Еще бы, четыре кило картошки, кило круп, буханка хлеба, кровяная колбаса и четверть фунта сала! А рабочий день ведь не так уж долог, всего с трех-четырех часов утра до восьми-девяти вечера. Вот долг и растет. Отдавая каждую субботу лавочнику всю получку, Щепан с женой еще должают за эту картошку и крупы несколько десятков злотых.

Почти весь свой годовой заработок.

Так оно уж, видно, и будет.

— Могло бы быть и хуже, — объясняет толстый надзиратель, с трудом застегивая новый жилет на круглом животе.

Ему тоже не бог весть как живется. Ведь он получает всего двести злотых в месяц, квартиру, освещение, отопление, и все это за свой тяжкий труд, — за то, что покрикивает на рабочих и подслушивает у дырявых стен барака, чтобы донести хозяину, о чем говорят люди в короткий обеденный перерыв. Потому что вечером, после окончания работы, никто уже ничего не говорит. Каждый, не раздеваясь, как стоял, так и валится на нары.

Мундек копает глину. Стоит в глубокой яме и накладывает лопатой на тачки. Торопится. Нет времени расправить спину, отереть пот со лба. Столько-то и столько-то тачек не хватает еще до кубического метра, столько-то и столько-то надзиратель отсчитает на утруску; приходится торопиться.

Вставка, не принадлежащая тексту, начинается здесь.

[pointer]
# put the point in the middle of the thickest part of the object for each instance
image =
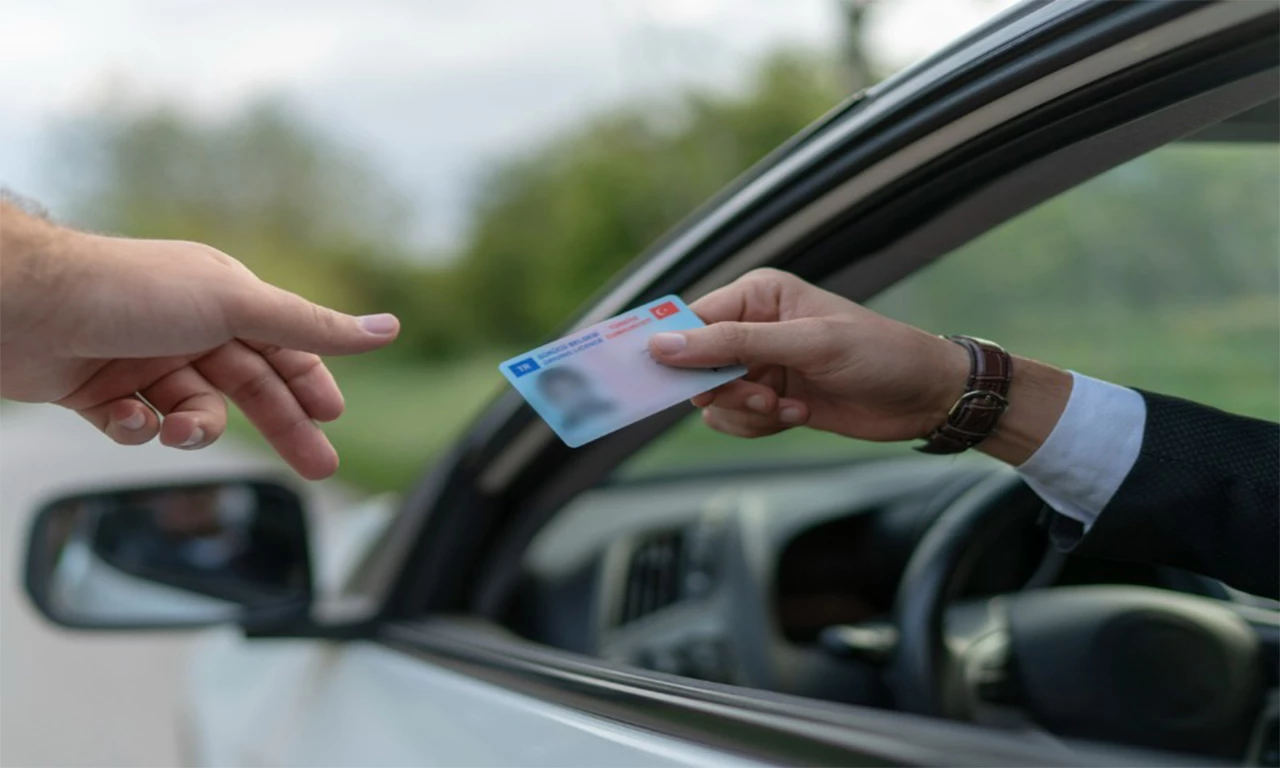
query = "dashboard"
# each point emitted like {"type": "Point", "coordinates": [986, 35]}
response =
{"type": "Point", "coordinates": [736, 576]}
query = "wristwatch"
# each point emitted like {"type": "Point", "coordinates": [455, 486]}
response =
{"type": "Point", "coordinates": [974, 416]}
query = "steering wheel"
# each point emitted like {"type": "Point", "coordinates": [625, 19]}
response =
{"type": "Point", "coordinates": [1120, 663]}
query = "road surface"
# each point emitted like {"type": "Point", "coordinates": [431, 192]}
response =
{"type": "Point", "coordinates": [88, 698]}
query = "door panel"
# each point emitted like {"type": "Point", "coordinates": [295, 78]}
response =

Его брат, Флорек, тот работает вручную на песке. Усыпать деревянную форму песком. Войцех кладет в нее кусок размельченной глины. Выровнять. Перевернуть вверх дном. На посыпанной песком глиняной площадке вырастают ряды ровных бурых кирпичей. Как песочные пирожки, делаемые детьми. Медленно. Ночь опускается, прежде чем успеешь положить тысячный. А нужно обязательно тысячу.

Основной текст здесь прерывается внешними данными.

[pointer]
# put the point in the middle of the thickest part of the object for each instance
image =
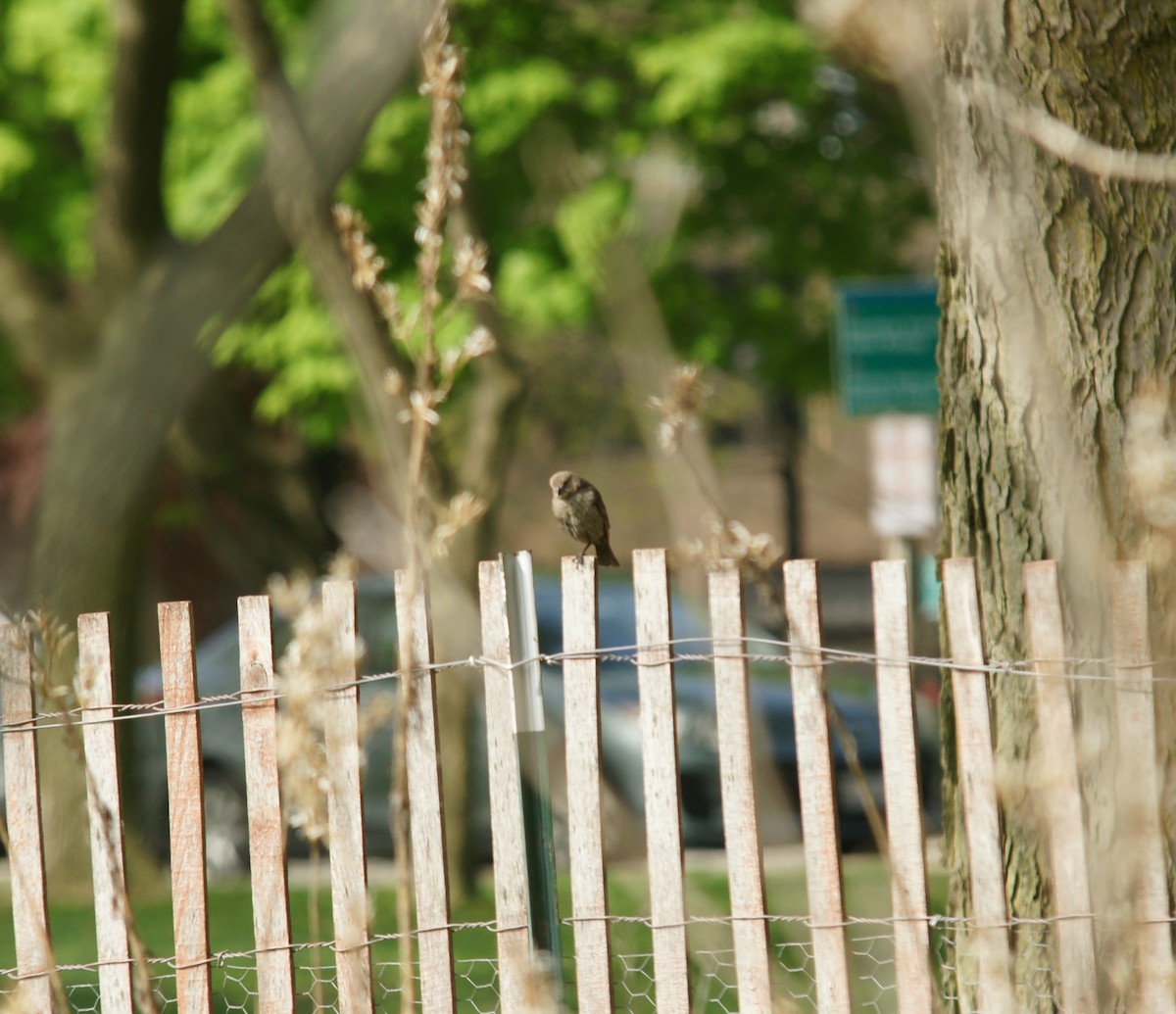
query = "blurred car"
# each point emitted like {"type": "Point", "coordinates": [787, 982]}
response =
{"type": "Point", "coordinates": [621, 766]}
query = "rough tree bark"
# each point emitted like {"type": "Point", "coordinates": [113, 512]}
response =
{"type": "Point", "coordinates": [1058, 305]}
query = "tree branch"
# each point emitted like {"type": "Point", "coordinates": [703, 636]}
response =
{"type": "Point", "coordinates": [303, 204]}
{"type": "Point", "coordinates": [109, 434]}
{"type": "Point", "coordinates": [128, 217]}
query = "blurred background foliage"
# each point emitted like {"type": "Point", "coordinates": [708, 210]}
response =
{"type": "Point", "coordinates": [792, 170]}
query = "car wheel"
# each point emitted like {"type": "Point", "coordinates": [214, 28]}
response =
{"type": "Point", "coordinates": [226, 826]}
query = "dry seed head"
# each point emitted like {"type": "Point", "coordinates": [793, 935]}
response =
{"type": "Point", "coordinates": [686, 396]}
{"type": "Point", "coordinates": [421, 409]}
{"type": "Point", "coordinates": [464, 509]}
{"type": "Point", "coordinates": [469, 268]}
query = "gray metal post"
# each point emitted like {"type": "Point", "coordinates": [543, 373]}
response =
{"type": "Point", "coordinates": [532, 748]}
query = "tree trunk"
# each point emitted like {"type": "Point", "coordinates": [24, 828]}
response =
{"type": "Point", "coordinates": [1058, 300]}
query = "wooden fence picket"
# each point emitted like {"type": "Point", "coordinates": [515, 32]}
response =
{"type": "Point", "coordinates": [26, 857]}
{"type": "Point", "coordinates": [1140, 842]}
{"type": "Point", "coordinates": [426, 802]}
{"type": "Point", "coordinates": [818, 808]}
{"type": "Point", "coordinates": [662, 790]}
{"type": "Point", "coordinates": [186, 809]}
{"type": "Point", "coordinates": [982, 950]}
{"type": "Point", "coordinates": [105, 804]}
{"type": "Point", "coordinates": [586, 838]}
{"type": "Point", "coordinates": [1061, 800]}
{"type": "Point", "coordinates": [506, 791]}
{"type": "Point", "coordinates": [736, 767]}
{"type": "Point", "coordinates": [268, 831]}
{"type": "Point", "coordinates": [345, 810]}
{"type": "Point", "coordinates": [977, 786]}
{"type": "Point", "coordinates": [903, 785]}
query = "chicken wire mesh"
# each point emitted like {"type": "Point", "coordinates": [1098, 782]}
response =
{"type": "Point", "coordinates": [712, 975]}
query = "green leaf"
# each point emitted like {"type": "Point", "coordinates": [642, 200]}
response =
{"type": "Point", "coordinates": [17, 154]}
{"type": "Point", "coordinates": [504, 104]}
{"type": "Point", "coordinates": [539, 295]}
{"type": "Point", "coordinates": [704, 72]}
{"type": "Point", "coordinates": [587, 221]}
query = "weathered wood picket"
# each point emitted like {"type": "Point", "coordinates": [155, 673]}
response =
{"type": "Point", "coordinates": [986, 933]}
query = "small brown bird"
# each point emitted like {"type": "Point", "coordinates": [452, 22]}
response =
{"type": "Point", "coordinates": [579, 508]}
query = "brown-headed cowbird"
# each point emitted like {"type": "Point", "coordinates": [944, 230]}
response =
{"type": "Point", "coordinates": [579, 508]}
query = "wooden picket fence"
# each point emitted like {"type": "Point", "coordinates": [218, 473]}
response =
{"type": "Point", "coordinates": [915, 981]}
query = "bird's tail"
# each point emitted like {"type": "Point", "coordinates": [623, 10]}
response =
{"type": "Point", "coordinates": [606, 556]}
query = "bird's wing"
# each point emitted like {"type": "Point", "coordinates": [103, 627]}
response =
{"type": "Point", "coordinates": [604, 513]}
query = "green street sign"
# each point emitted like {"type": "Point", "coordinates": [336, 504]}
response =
{"type": "Point", "coordinates": [887, 332]}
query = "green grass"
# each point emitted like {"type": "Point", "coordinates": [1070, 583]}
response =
{"type": "Point", "coordinates": [230, 931]}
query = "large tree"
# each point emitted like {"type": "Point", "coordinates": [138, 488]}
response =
{"type": "Point", "coordinates": [1058, 294]}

— Так, так, — поучает Войцех. — Посыпать песок надо ровненько, не слишком много — не то кирпич выйдет неровный, и не слишком мало — не то прилипает и не вывалится из формы. Практикуйся, парень, практикуйся, будешь подыхать с голоду, по крайней мере сможешь сказать себе, что кирпич вручную делать умеешь.